We (Sebi) have taken feedback from merchant bankers. The amount of shares bought back will be linked to the cash flow of the company. Corporate can close a buyback only after a definite quantity has been bought from the open market, an official familiar with the proposal said.
In 2011-12, for instance, out of the 16 announced buyback offers, there were only 5 offers where the actual amount bought back was more than half of the announced size of the buyback. In 11 other cases, the actual amount was much lower than the announced size.

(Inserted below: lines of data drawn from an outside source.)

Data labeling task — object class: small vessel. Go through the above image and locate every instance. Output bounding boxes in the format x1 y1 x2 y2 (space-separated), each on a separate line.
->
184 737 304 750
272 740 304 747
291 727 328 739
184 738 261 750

There are certain issues in buybacks through the open market purchase. We plan to announce necessary changes in due course, the official said. In their inputs to Sebi, merchant bankers have expressed concerns in stipulating a definite quantity to be bought back, arguing that it would actually depend upon the free cash flow available with the company.
Companies typically resort to buybacks when they feel the existing stock price is much lower than the share's intrinsic value.
A share buyback announcement typically helps in pushing up the stock price. As per the existing norms, companies can pick either the tender offer route or the open market purchase route to buybacks. Nearly 90% of the buybacks are done through the open market channel.
In a tender offer, a company makes an offer to buy a certain number of shares at a specific price directly from shareholders. In February 2012, Sebi amended the norms under the tender offer by making it mandatory for companies to disclose the buyback ratio. This ratio indicates the percentage of market value that is being reduced by the share buyback activity.